Promoting Diversity and Inclusion in the Classroom
Diversity and inclusion are buzzwords that we hear constantly. We agree diversity is important and we strive to have an inclusive classroom. To promote diversity you need to actively practice inclusion. But do we really know what these words mean, how we can achieve them, and the importance they will have to our students?
Diversity is defined as: 1) the state of being diverse; difference; unlikeness 2) variety; multiformity 3) a point of difference. The demographics of any classroom should give us ample opportunity to experience diversity. Experiencing diversity is different than promoting diversity.
Inclusion is defined as 1) the act of including 2) the state of being included 3) something that is included. Here are some ideas on how to set up and run an inclusive classroom that celebrates diversity.
Classroom Setup and Materials
First, it is important to provide an appropriate physical environment.The classroom should be arranged and maintained in a predictable order for students with visual impairments. Take care to ensure there is enough space for students in wheelchairs to navigate the classroom independently. Are students in wheelchairs able to reach classroom materials on their own?
Don't stop with your indoor classroom. Think of the playground as an extension of your classroom. While your school is equipped with ramps leading in and out of the building, is there a ramp on the sandbox? Can wheelchairs be maneuvered on all areas of the playground?

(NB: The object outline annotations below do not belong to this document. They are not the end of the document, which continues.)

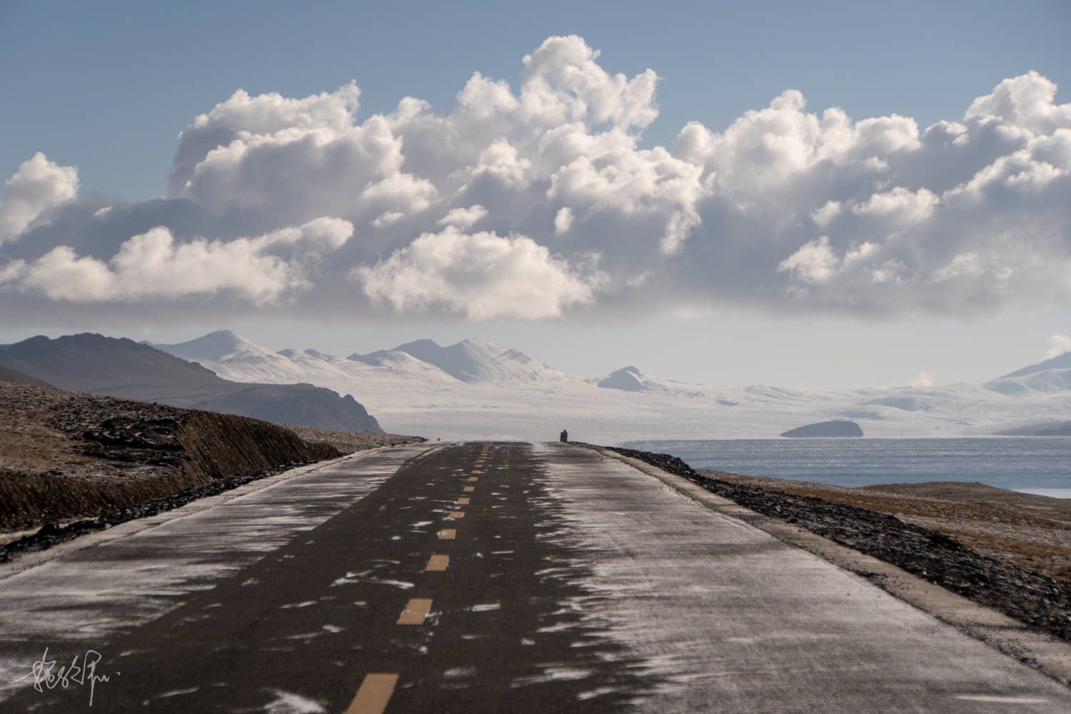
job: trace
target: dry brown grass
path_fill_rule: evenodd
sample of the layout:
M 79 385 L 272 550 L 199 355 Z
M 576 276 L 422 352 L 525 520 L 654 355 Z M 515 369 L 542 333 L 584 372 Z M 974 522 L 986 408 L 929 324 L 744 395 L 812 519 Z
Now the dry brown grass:
M 313 443 L 331 444 L 343 454 L 376 449 L 378 446 L 396 446 L 397 444 L 412 444 L 420 441 L 427 441 L 423 437 L 405 437 L 398 434 L 373 434 L 372 431 L 335 431 L 332 429 L 318 429 L 313 426 L 299 426 L 296 424 L 283 424 L 305 441 Z
M 1071 580 L 1071 500 L 1068 499 L 960 482 L 846 488 L 722 471 L 699 473 L 741 486 L 887 513 L 945 533 L 983 556 Z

Classroom materials can be thought of in the same way. What materials are used, no matter how infrequently, that are difficult for students with disabilities? Consider providing trays that fit across wheelchair arms for better access to manipulatives. It would be even better if those manipulatives were magnetic to prevent them from falling onto the floor. Do you have musical instruments for all students to use, regardless of mobility? Bells can be made into bracelets which can be worn on wrists or ankles. Do you allow your students to sit on the floor during free reading? Be sure to provide pillows, bolsters, and bean bags for students who have difficulty sitting on the floor unattended.

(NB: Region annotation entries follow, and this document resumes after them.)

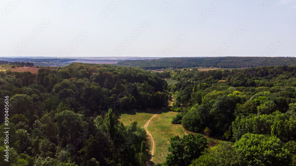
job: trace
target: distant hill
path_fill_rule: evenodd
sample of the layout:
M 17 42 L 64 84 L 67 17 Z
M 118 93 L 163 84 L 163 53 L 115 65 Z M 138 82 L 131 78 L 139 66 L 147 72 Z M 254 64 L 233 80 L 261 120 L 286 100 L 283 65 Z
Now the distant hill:
M 125 60 L 120 62 L 118 64 L 152 70 L 168 67 L 182 68 L 211 66 L 217 68 L 237 68 L 283 65 L 296 65 L 296 58 L 233 57 L 166 58 L 149 61 Z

Realistic and Consistent Exposure
Sensitivity to diversity includes being aware of different social backgrounds, cultures, languages, races, genders, abilities and disabilities. Look around your classroom. Are your walls decorated with a diverse group of people? Are the books you read in your classroom filled with people from different backgrounds? Do they promote people with different abilities thinking and doing things independently? Do you invite guest speakers from a wide walk of life? Realistic and consistent exposure to people of all kinds will help them accept themselves and others.
We are not all the same. Children will notice and ask questions about differences. Those questions should be answered openly and honestly. After all, to promote diversity we have to recognize differences. As teachers we should also be able to point out similarities and create daily opportunities that allow all children to interact and learn together.

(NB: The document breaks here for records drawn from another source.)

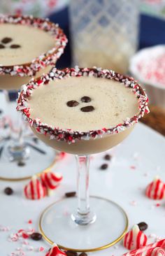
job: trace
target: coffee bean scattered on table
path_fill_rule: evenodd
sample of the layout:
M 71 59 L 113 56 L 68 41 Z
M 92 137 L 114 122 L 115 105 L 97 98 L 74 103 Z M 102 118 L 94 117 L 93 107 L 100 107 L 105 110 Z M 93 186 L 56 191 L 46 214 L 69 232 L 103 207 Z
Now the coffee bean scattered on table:
M 11 42 L 12 41 L 13 41 L 13 39 L 10 38 L 10 37 L 4 37 L 1 40 L 1 43 L 8 43 Z
M 13 194 L 13 190 L 11 187 L 7 187 L 4 189 L 4 193 L 8 196 L 10 196 L 10 194 Z
M 106 170 L 108 167 L 108 164 L 103 164 L 100 166 L 100 169 L 101 169 L 101 170 Z
M 39 240 L 41 240 L 42 239 L 43 236 L 40 233 L 34 232 L 34 233 L 31 234 L 31 235 L 30 236 L 30 237 L 33 240 L 39 241 Z
M 66 103 L 66 105 L 70 107 L 70 108 L 72 108 L 72 107 L 74 107 L 74 106 L 76 106 L 79 104 L 79 103 L 76 101 L 69 101 Z
M 89 97 L 88 96 L 84 96 L 83 97 L 81 98 L 81 101 L 82 102 L 90 102 L 91 101 L 91 98 Z
M 75 192 L 75 191 L 65 193 L 65 196 L 66 197 L 73 197 L 76 196 L 76 192 Z
M 107 154 L 107 155 L 106 155 L 104 156 L 104 157 L 103 157 L 103 158 L 105 159 L 105 160 L 110 160 L 110 159 L 111 159 L 111 158 L 112 158 L 112 157 L 111 157 L 111 155 L 110 155 Z
M 17 166 L 24 166 L 25 164 L 26 164 L 25 162 L 23 162 L 23 161 L 19 161 L 17 162 Z
M 87 106 L 86 107 L 82 107 L 80 108 L 82 112 L 92 112 L 94 110 L 94 107 L 93 106 Z
M 141 230 L 141 231 L 145 231 L 145 230 L 146 230 L 147 229 L 148 229 L 148 224 L 147 223 L 145 223 L 145 222 L 139 222 L 138 224 L 138 227 L 139 227 L 139 229 Z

The Education For All Handicapped Children Act requires all students who have disabilities receive a free, appropriate public education, regardless of skill levels, or the severity of disability, in the least restrictive environment possible. These simple ideas outlined above are a positive first step in compliance with this law. More importantly, it provides a positive example for all children about accepting the differences they will encounter throughout their lives.